In a sinful world, it’s no surprise when the latest scandal hits headlines. From underhanded government figures to the recent multi-million dollar college admissions cheating scam—scandals have a way of widening the world’s eyes and discrediting the guilty party’s reputation. In truth, scandals reveal we are all sinners in need of God’s grace.
So, how does one address scandal when it comes to the light? Should the guilty be chastised? Judged? Forgiven?
Below is a combination of writings from Billy Graham on the topic of scandal and moving on from past mistakes:
Many people prefer calling sins mistakes, but there is a difference. A driver can follow a GPS and ignore the prompt to make a turn and end up on a dead-end road. He has made a mistake of not following directions, but it is not a sin.
When someone lies about their past, however, God says that is a sin and sin is eventually revealed. A woman submitted her resume to a college and became its president. Later the board of trustees learned that she had never graduated from the university she claimed and was fired for lying. The story made front-page news. The trustees, though, had made a mistake by not checking her claims.
Even childhood actions have consequences of sin. A father once told his son, “Don’t go into that watermelon patch. The melons aren’t ripe yet.” But the young boy did go and broke a melon over the rocks, ate it, and spit the seeds out as he left. Sometime later, the father found watermelon sprouts on the other side of the fence. The boy did not make a mistake; his sin of disobedience was revealed.

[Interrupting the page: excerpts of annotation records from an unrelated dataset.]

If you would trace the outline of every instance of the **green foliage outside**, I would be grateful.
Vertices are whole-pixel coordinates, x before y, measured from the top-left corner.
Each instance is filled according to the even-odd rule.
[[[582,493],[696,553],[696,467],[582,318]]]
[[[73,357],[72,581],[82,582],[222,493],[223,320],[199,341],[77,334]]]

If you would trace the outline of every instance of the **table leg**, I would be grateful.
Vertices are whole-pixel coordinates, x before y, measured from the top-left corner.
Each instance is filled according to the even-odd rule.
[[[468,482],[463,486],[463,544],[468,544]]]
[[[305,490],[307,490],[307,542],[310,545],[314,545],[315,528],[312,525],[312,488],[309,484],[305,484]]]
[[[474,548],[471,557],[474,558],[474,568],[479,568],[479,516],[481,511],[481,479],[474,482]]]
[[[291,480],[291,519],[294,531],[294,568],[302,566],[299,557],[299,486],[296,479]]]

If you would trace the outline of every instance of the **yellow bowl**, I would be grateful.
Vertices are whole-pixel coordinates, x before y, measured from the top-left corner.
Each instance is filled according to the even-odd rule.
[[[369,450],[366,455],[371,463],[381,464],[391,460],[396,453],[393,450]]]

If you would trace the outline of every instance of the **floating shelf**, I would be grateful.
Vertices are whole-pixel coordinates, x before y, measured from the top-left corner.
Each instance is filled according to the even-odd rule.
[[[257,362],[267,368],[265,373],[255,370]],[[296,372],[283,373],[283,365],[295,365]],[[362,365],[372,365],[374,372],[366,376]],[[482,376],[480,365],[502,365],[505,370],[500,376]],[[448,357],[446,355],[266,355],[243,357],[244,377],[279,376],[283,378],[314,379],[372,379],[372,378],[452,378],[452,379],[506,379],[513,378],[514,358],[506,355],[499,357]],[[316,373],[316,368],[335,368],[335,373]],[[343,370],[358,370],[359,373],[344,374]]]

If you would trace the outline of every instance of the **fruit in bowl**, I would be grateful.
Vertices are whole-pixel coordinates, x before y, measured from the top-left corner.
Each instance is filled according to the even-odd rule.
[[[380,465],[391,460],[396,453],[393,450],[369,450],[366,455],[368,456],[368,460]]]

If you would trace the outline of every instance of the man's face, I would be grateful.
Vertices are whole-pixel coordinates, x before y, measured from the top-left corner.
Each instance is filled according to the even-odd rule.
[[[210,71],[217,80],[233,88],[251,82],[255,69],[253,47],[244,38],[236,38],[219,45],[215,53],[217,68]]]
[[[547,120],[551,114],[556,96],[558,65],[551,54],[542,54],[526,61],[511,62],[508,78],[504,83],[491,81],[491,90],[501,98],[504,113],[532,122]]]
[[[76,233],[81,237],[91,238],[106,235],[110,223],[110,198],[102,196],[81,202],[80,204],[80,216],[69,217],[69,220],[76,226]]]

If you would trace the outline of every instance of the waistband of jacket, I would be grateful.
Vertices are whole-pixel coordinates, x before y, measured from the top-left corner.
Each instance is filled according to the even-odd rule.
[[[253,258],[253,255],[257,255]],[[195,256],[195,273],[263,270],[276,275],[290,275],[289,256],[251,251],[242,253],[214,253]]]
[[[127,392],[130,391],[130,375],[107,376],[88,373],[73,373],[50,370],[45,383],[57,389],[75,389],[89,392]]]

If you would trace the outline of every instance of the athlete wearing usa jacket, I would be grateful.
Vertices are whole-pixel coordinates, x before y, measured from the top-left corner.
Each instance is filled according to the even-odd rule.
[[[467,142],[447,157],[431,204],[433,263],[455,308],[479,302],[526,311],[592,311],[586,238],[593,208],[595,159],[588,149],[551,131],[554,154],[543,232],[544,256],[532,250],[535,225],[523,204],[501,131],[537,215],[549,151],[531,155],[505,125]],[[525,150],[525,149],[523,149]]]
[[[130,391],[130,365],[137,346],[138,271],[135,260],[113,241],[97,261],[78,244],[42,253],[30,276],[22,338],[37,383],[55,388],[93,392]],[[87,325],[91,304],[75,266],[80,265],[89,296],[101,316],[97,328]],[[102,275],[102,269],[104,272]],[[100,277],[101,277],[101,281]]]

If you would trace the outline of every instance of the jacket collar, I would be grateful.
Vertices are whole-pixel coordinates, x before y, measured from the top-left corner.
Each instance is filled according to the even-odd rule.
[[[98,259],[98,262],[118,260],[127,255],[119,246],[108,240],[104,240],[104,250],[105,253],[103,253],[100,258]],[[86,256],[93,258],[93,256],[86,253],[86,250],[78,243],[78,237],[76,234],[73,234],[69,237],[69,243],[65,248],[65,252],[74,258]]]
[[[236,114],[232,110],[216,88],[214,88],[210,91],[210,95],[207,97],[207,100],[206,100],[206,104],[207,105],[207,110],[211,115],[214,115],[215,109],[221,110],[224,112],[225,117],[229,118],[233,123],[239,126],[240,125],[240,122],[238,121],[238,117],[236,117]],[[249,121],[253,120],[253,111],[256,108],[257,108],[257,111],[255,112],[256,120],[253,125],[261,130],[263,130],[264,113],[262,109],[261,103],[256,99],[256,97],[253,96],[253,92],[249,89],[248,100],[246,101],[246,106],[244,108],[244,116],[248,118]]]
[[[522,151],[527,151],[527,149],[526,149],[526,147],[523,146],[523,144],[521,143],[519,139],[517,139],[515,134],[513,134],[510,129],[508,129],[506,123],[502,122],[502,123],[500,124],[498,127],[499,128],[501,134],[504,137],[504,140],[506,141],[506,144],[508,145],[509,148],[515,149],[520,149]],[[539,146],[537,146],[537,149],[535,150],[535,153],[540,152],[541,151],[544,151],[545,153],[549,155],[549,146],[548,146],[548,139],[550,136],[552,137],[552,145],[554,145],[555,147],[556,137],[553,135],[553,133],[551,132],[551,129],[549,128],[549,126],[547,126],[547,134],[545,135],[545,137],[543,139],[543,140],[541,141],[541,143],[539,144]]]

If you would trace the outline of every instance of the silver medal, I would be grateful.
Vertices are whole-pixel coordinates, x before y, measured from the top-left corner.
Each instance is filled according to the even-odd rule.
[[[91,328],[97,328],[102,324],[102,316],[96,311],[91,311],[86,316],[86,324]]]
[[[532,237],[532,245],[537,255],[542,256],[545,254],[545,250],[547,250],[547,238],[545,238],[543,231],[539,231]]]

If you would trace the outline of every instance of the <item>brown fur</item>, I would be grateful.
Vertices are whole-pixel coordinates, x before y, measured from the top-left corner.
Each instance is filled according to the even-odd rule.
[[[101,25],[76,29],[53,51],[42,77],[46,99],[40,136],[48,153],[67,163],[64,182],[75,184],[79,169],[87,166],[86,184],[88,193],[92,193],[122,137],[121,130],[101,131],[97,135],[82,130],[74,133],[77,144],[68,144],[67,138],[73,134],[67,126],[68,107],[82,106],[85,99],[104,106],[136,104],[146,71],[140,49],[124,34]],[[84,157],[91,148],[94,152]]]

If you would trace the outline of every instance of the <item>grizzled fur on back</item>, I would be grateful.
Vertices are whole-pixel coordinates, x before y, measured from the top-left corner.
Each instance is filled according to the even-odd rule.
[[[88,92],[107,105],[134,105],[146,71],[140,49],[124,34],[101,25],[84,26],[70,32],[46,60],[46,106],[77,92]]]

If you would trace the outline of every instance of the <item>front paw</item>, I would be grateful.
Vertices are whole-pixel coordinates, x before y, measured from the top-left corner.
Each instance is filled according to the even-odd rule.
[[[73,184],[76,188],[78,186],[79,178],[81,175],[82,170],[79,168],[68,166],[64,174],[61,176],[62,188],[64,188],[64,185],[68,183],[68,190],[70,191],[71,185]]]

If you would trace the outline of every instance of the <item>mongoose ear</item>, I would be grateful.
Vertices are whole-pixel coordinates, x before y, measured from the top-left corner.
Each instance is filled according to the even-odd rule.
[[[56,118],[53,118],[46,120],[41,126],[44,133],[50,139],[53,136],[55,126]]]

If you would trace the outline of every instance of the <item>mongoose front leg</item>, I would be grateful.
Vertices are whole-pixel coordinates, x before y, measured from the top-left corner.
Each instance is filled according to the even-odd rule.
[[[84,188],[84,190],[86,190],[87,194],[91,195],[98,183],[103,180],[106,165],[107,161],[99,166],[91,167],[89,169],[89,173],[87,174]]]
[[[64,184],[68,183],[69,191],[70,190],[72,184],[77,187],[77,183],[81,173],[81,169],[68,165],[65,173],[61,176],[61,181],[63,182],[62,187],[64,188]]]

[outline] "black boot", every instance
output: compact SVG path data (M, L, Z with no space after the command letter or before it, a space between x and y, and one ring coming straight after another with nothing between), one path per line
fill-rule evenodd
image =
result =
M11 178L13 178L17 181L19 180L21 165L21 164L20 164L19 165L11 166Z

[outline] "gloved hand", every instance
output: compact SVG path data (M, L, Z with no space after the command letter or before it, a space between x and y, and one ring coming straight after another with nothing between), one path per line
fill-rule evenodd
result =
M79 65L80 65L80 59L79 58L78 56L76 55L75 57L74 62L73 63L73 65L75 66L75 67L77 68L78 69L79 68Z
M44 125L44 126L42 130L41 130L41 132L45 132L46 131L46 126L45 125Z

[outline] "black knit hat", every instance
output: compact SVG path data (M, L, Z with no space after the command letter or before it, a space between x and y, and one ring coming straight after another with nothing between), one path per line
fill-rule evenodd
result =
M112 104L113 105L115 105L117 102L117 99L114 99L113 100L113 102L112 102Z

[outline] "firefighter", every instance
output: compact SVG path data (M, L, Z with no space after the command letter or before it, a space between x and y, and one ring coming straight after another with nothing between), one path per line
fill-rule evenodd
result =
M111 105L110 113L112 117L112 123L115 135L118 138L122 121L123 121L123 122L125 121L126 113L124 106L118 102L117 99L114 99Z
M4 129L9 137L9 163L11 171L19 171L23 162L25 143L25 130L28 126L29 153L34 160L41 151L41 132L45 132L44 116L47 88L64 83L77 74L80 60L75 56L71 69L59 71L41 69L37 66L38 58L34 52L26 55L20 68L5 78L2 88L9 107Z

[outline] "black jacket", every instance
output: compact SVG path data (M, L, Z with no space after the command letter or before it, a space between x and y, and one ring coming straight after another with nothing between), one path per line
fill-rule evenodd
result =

The Bible warns, “Be sure your sin will find you out” (Numbers 32:23). This truth has played out in lives from the beginning of time, and without God’s forgiveness, the guilt and shame will cause despair. The driver who ignored the directions will probably not anguish too long about his mistake, but there is no doubt that when a person’s lie is revealed, there is no human remedy that cures. God’s forgiveness is that ointment that heals and restores.